Strangely enough, this kind of “feel-good” approach to matters of sensual and economic ethics does not lack its academic defenders. The other day I was reading the text of a lecture last year given by the respected cultural Canadian commentator, Michael Ignatieff, arguing that radical selfishness was an expression of moral virtue.

Human beings, he said, have a prime duty to themselves and a prime right to individual freedom and happiness (pleasure). Ignatieff did not hesitate to face the consequences of his belief. We must, he said, accord respect to an individual’s needs “against the devouring claims of family life.”

Moral imperative

For me, Ignatieff’s ideas seem terribly naive. When a fifty-year old man, struggling with his second adolescence, leaves his wife and children in cavalier fashion for the charms of a sexy, younger lady, he has not exemplified legitimate human freedom.

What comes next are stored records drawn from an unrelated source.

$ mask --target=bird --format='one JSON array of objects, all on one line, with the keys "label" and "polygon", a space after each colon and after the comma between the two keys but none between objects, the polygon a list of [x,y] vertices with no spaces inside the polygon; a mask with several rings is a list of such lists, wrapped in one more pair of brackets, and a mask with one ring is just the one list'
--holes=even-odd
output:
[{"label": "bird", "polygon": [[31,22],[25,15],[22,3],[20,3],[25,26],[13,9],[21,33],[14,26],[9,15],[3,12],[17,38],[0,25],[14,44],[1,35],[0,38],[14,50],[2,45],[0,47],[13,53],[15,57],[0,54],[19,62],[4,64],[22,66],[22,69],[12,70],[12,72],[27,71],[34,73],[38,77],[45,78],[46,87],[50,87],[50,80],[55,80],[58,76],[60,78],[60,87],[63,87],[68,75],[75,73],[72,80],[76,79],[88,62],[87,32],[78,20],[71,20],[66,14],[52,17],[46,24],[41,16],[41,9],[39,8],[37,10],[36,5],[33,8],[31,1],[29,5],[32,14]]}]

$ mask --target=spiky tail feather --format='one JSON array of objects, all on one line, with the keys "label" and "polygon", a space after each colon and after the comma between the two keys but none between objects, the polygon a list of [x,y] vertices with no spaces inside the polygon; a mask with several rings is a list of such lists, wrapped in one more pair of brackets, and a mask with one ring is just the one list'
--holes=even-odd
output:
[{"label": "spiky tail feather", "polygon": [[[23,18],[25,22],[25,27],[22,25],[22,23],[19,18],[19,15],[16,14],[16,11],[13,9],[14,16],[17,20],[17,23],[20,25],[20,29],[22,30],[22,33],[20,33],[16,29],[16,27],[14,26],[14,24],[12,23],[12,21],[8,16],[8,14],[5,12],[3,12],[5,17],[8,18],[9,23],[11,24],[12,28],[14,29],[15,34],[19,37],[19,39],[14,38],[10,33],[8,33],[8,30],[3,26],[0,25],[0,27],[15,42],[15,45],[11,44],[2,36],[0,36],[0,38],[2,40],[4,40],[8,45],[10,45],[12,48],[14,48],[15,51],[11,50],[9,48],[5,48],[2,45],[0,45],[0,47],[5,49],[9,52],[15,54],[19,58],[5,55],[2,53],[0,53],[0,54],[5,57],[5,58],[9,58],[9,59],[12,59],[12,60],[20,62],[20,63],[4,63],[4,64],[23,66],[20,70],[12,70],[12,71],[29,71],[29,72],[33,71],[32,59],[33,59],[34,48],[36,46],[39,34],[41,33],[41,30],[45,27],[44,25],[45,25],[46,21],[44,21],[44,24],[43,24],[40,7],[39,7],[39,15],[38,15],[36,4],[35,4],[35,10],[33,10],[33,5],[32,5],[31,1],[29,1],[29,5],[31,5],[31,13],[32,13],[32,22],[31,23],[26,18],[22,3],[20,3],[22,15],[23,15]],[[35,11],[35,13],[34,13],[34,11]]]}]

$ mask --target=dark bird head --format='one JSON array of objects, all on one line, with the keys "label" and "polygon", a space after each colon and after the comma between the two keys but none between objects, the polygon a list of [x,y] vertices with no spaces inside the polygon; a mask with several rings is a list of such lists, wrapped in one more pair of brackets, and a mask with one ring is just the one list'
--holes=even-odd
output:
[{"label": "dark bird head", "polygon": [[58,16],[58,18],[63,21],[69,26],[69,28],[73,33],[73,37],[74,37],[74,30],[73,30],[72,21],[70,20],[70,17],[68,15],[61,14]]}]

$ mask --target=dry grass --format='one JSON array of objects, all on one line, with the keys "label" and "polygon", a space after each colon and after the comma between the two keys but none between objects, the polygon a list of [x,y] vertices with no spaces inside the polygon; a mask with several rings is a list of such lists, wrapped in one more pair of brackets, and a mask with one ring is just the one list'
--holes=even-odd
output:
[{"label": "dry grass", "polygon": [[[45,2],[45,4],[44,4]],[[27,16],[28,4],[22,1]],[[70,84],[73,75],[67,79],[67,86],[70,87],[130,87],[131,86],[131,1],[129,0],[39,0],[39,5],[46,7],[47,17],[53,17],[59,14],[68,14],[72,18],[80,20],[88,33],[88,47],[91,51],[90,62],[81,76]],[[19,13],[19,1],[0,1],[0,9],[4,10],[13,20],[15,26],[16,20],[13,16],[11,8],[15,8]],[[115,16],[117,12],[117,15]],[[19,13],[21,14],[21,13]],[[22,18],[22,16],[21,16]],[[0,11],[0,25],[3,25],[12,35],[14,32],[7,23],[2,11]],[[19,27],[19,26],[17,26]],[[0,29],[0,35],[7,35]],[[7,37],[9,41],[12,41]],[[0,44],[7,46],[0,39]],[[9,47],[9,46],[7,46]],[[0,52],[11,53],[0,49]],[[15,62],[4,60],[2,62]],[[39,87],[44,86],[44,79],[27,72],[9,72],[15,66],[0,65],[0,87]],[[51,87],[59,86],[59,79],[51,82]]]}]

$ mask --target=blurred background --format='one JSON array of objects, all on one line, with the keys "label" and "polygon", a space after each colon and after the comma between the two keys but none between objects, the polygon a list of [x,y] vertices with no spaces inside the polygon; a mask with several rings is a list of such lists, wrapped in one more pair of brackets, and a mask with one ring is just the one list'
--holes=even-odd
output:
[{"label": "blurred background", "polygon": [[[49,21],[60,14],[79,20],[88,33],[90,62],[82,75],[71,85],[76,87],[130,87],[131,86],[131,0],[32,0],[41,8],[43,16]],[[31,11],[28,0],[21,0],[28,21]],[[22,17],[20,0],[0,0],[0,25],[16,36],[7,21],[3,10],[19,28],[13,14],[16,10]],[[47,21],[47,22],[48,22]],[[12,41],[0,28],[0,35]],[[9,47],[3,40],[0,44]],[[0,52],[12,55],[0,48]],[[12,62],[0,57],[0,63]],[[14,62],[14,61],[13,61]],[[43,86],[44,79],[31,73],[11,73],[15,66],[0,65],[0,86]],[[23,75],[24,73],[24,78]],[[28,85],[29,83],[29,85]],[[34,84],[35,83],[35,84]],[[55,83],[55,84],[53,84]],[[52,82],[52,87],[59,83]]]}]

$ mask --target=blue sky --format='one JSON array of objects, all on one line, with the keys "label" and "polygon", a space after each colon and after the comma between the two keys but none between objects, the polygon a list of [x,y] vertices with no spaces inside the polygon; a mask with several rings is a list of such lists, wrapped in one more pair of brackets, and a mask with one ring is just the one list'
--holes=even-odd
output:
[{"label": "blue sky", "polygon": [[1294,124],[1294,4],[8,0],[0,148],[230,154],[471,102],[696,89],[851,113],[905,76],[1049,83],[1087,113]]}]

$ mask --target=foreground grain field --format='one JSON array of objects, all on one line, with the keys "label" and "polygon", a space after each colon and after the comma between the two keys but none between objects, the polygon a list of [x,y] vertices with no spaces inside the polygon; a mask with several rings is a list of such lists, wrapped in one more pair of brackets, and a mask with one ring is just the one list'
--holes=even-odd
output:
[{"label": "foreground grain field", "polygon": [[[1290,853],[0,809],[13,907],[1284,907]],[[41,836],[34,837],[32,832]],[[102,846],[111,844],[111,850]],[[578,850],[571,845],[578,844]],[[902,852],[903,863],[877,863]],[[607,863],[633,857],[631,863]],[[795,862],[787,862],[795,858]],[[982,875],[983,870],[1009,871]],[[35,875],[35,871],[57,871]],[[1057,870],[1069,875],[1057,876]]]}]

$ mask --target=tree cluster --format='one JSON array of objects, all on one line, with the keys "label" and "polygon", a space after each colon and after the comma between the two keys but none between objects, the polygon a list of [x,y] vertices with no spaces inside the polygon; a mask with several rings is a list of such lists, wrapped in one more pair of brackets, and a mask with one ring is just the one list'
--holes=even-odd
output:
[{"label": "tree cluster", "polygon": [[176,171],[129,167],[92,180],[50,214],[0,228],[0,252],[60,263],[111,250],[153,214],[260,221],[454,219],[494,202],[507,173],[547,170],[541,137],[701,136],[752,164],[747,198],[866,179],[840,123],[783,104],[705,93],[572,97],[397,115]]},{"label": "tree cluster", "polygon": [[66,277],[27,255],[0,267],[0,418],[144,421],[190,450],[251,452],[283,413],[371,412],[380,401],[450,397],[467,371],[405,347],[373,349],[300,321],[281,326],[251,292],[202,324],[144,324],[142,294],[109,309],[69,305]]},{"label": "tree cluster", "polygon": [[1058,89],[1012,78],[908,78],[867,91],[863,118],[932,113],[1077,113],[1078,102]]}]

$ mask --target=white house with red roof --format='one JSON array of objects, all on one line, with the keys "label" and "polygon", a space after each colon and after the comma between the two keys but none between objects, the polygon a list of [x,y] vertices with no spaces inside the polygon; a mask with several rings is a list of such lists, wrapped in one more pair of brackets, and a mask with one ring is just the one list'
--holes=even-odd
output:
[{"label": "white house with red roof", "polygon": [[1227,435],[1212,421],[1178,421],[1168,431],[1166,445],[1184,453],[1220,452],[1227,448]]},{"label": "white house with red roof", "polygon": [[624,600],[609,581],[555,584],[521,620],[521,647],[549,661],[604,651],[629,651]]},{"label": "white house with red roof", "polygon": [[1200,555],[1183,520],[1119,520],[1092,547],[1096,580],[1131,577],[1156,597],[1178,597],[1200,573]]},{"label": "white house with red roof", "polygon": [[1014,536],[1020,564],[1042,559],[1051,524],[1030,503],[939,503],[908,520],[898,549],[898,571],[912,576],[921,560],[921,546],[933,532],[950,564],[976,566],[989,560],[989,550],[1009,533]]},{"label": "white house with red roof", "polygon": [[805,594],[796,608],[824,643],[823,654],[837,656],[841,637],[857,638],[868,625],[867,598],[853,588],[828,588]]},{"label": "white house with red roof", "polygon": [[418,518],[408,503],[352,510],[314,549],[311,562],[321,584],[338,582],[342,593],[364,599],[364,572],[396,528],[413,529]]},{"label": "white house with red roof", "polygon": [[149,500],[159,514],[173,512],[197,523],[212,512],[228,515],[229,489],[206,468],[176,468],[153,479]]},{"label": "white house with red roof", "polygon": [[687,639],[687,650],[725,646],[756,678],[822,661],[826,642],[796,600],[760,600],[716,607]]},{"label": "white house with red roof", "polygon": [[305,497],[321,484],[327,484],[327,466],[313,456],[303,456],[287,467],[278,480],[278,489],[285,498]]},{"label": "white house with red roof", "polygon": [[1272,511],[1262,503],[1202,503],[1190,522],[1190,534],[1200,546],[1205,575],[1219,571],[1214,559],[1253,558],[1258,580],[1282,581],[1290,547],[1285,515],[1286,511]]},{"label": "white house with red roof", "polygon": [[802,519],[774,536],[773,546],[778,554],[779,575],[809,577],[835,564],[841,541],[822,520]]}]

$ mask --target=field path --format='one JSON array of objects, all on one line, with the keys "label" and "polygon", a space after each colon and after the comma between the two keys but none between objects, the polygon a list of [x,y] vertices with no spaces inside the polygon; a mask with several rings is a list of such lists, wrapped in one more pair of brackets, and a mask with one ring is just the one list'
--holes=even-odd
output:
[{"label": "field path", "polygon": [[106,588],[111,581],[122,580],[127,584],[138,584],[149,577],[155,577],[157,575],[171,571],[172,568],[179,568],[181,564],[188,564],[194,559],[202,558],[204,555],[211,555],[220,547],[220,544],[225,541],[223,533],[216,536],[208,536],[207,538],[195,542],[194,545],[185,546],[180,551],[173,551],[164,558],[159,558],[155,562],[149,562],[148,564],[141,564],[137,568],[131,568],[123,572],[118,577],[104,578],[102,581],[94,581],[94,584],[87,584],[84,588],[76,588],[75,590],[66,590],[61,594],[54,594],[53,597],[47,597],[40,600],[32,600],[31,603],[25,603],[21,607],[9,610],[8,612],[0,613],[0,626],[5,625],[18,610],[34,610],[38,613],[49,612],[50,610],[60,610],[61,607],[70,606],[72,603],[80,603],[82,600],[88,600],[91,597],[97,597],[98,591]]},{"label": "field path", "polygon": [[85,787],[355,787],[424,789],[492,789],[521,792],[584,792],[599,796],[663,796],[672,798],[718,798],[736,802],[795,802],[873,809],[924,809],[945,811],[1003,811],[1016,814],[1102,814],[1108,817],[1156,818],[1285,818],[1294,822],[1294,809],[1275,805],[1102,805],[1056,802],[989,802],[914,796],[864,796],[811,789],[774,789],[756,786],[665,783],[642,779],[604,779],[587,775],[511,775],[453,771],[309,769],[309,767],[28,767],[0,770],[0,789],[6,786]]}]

He has acted out of base irresponsibility. What he has done is not something that affects only him in the exercise of his freedom, but something which directly affects his wife—another human being, deserving of respect—and his innocent children.

Beyond that, he has affected in a real way the society in which he lives, the community of which he is a part. (I do not need to say, I trust, that these words would apply to a woman who did the same sort of thing.)

Individual freedom is a precious moral right, but freedom without responsibility has no moral basis. To act with no understanding that one’s actions inevitably encroach, at some point, upon the freedom of others is the road to moral anarchy. And with moral anarchy there is no community.

The “feel-good” ethic is inevitably self-defeating. The individual who lives only for his own pleasure will eventually face the situation in which his “pleasure” is opposed by another individual or group with more power and the individual’s pleasure will be replaced with misery. When power becomes the only ingredient in the social process, the weak must inevitably suffer.

Self esteem

Self Esteem is what we experience when we feel good about ourselves and when we feel good inside. What makes you feel good inside?

I think feeling good means being satisfied with what you have, with what you are doing and where you are going. What you need to feel good inside is within your power. It is not the result but the route to achievement.

You will have high self esteem when you have a sense of direction, satisfaction about your choices and actions and know that you are doing your best and doing something good.

If you define “feeling good” as reckless, heady abandon spiraling upwards to climax in an intoxicating sense of personal freedom and power, then no, I’m not having any. But if you define it as the little things in life that add up to your life, nursing a child, doing without, paying the price for what you believe, then I would have to say that I’m having quite a time.